Create dictionary with hierarchy {"Fruit": "Origin" : [rows]}

from csvio.csvreader import CSVReader
from json import dumps

reader = CSVReader("fruit_stock.csv")

col_order = ["Fruit", "Origin"]

dict_tree= reader.rows_to_nested_dicts(col_order)

print(dumps(dict_tree, indent=4))

Output:

{
    "Apple": {
        "Spain": [
            {
                "Supplier": "Big Apples",
                "Fruit": "Apple",
                "Origin": "Spain",
                "Quantity": "1"
            }
        ],
        "Italy": [
            {
                "Supplier": "Square Apples",
                "Fruit": "Apple",
                "Origin": "Italy",
                "Quantity": "7"
            }
        ]
    },
    "Melons": {
        "Italy": [
            {
                "Supplier": "Big Melons",
                "Fruit": "Melons",
                "Origin": "Italy",
                "Quantity": "2"
            },
            {
                "Supplier": "Small Melons",
                "Fruit": "Melons",
                "Origin": "Italy",
                "Quantity": "8"
            }
        ]
    },
    "Mango": {
        "India": [
            {
                "Supplier": "Long Mangoes",
                "Fruit": "Mango",
                "Origin": "India",
                "Quantity": "3"
            }
        ],
        "France": [
            {
                "Supplier": "Short Mangoes",
                "Fruit": "Mango",
                "Origin": "France",
                "Quantity": "5"
            }
        ]
    },
    "Strawberry": {
        "France": [
            {
                "Supplier": "Small Strawberries",
                "Fruit": "Strawberry",
                "Origin": "France",
                "Quantity": "4"
            }
        ],
        "Spain": [
            {
                "Supplier": "Sweet Strawberries",
                "Fruit": "Strawberry",
                "Origin": "Spain",
                "Quantity": "6"
            }
        ],
        "Australia": [
            {
                "Supplier": "Dark Berries",
                "Fruit": "Strawberry",
                "Origin": "Australia",
                "Quantity": "9"
            }
        ]
    },
    "Blackcurrant": {
        "Australia": [
            {
                "Supplier": "Sweet Berries",
                "Fruit": "Blackcurrant",
                "Origin": "Australia",
                "Quantity": "10"
            }
        ]
    }
}

Construct a dictionary with number of rows for each unique Origin

from csvio.csvreader import CSVReader
from json import dumps

reader = CSVReader("fruit_stock.csv")

col_order = ["Origin"]

origin_fruit_count = {}
dict_tree = reader.rows_to_nested_dicts(col_order)

for origin in dict_tree:
    origin_fruit_count.setdefault(origin, len(dict_tree[origin]))

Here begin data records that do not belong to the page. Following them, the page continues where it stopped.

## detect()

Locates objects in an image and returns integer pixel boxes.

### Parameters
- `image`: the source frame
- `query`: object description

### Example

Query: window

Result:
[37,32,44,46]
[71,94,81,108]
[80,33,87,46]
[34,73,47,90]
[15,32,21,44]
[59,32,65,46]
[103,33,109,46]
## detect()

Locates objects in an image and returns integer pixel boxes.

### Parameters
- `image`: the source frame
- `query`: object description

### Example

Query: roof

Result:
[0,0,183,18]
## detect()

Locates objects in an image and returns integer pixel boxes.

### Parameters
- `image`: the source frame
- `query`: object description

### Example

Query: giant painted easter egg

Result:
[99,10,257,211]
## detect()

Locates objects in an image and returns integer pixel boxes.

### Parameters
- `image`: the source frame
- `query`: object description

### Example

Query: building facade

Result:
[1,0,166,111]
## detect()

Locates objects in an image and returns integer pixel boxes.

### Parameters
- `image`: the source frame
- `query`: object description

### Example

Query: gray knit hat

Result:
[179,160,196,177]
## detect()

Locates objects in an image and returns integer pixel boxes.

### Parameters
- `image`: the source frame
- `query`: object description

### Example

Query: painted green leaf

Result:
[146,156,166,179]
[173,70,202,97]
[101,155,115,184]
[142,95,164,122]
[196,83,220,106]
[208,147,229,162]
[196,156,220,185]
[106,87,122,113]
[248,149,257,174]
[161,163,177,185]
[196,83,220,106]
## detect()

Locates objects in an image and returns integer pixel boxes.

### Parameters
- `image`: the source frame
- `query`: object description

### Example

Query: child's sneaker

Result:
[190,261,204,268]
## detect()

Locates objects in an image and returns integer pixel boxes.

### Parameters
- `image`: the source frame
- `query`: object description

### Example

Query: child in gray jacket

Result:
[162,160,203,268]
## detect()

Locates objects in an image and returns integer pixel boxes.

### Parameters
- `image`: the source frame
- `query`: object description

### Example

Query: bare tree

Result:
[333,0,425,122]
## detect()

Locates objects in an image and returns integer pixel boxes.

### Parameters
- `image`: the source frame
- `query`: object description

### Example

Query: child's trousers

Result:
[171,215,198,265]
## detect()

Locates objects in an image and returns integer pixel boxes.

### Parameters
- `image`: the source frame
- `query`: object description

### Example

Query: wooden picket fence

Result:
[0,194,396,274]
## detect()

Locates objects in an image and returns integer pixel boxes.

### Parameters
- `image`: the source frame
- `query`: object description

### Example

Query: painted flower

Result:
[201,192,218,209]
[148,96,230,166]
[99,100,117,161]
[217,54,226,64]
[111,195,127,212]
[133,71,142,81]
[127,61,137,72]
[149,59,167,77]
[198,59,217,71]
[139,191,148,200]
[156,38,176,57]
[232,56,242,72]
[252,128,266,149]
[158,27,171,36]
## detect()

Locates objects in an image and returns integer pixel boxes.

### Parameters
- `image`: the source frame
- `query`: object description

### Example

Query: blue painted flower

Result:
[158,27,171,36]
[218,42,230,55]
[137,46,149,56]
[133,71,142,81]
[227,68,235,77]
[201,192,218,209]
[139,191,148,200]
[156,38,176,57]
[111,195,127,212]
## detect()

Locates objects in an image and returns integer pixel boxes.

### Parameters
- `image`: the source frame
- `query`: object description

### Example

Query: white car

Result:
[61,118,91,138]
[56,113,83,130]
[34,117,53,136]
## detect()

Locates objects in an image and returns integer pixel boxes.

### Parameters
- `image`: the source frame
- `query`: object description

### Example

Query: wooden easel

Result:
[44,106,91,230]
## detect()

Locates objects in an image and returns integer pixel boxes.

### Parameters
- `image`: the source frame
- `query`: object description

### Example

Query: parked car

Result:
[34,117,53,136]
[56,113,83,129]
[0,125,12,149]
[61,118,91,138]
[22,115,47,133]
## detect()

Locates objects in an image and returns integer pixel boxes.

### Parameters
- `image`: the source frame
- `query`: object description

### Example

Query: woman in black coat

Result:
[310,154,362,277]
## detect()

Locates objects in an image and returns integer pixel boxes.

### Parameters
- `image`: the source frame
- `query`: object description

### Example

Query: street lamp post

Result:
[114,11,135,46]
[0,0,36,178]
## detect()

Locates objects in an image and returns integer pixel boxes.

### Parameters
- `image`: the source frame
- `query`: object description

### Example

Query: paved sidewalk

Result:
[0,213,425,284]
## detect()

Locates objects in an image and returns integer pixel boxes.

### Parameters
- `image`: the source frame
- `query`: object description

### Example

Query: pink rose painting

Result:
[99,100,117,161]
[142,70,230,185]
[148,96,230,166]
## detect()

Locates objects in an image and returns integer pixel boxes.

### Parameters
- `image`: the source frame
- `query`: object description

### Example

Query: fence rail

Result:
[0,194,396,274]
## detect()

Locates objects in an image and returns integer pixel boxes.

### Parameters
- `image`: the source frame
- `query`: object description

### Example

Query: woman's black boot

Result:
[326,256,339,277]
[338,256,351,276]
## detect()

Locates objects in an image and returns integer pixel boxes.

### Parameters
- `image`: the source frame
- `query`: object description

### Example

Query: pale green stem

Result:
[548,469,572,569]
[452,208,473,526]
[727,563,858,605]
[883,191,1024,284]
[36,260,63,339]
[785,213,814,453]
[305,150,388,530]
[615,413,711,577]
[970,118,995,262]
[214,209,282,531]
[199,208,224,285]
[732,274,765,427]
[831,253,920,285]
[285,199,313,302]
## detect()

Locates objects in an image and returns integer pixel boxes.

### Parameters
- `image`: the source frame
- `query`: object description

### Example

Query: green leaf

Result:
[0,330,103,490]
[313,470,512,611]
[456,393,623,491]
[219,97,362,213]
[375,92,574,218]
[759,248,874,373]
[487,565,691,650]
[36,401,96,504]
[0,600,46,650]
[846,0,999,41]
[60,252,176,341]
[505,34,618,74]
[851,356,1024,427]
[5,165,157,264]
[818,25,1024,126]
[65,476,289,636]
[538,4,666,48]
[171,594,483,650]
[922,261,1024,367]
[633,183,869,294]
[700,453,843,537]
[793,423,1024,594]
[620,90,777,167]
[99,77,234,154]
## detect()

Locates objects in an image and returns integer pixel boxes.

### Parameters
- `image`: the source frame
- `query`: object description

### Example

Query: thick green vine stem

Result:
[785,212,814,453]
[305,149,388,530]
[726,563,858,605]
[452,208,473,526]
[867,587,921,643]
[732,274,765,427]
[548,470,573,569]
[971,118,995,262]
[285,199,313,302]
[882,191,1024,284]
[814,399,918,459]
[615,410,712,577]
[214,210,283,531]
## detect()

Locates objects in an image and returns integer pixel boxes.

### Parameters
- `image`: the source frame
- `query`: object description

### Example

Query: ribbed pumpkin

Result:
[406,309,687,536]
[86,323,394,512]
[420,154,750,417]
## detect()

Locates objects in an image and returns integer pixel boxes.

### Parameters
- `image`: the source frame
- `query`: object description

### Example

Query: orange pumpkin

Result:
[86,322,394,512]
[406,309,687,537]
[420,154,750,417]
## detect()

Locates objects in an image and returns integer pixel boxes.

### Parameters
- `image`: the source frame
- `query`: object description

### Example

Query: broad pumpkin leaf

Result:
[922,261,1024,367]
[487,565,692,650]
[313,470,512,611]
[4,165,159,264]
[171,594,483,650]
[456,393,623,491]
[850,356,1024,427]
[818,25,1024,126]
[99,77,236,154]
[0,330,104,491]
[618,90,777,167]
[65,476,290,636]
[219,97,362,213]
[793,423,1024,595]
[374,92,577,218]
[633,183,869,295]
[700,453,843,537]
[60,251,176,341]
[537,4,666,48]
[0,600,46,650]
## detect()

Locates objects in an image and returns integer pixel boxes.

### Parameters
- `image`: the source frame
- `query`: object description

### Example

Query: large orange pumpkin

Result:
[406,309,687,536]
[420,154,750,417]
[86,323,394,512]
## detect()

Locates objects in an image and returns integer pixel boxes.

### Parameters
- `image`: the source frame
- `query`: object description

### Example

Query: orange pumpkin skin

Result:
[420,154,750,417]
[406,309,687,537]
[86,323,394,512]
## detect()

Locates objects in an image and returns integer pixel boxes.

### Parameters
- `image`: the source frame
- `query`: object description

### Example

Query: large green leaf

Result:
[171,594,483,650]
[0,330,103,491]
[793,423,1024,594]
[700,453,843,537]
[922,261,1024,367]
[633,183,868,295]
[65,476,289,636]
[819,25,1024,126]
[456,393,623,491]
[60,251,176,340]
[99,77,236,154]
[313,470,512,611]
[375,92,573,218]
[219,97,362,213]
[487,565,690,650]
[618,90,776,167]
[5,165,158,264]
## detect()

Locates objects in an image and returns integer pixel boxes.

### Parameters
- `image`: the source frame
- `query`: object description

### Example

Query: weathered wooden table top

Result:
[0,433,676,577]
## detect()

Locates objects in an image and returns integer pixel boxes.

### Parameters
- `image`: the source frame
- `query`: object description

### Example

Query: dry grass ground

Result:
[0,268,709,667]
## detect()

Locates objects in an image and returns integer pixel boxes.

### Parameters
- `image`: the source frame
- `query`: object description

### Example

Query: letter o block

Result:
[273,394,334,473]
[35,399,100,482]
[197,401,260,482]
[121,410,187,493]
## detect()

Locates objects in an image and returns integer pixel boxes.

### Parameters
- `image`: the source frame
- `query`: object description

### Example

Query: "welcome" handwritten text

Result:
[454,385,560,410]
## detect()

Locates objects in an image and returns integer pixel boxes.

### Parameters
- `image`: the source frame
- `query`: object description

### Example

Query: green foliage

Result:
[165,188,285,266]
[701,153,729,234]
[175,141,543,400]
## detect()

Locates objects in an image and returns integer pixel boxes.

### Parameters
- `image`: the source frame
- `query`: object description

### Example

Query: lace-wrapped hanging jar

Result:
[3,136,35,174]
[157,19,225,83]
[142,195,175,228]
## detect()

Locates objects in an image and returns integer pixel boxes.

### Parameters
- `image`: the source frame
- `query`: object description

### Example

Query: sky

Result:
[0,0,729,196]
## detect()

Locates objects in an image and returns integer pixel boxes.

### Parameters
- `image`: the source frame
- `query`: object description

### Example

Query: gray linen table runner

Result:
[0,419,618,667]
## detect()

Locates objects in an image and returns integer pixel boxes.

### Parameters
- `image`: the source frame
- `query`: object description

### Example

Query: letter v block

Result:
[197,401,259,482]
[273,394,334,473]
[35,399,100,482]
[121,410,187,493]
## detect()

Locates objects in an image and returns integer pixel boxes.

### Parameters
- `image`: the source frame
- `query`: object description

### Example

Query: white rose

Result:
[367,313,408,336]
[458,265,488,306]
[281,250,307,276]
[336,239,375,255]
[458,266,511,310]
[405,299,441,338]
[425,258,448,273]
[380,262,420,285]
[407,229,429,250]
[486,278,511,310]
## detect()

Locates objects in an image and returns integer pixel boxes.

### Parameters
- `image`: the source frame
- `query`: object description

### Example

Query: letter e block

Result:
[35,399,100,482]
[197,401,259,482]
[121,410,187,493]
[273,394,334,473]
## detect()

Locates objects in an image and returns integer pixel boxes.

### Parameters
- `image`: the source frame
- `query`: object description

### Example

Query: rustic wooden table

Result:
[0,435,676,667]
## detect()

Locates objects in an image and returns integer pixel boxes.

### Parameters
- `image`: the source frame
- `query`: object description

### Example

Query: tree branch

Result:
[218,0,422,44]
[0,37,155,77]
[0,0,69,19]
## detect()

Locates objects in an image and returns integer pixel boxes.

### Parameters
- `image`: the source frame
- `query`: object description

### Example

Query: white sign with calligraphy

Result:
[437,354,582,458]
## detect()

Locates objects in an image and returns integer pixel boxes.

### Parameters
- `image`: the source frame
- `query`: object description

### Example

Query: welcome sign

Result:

print(dumps(origin_fruit_count, indent=4))

Output:

{
    "Spain": 2,
    "Italy": 3,
    "India": 1,
    "France": 2,
    "Australia": 2
}
touch(exist_ok: bool = False) bool

Create a blank file at the path provided in the filename parameter.

Parameters

exist_ok (optional) – Parameter to pass to the pathlib.Path.touch() method.

Returns

True If blank file is created successfully.

False On failure.

write_blank_csv() None

Write a blank CSV with only the column headings.

If the CSV already exists with any rows in it, it will be overwritten and its contents will be replaced with only the column headings.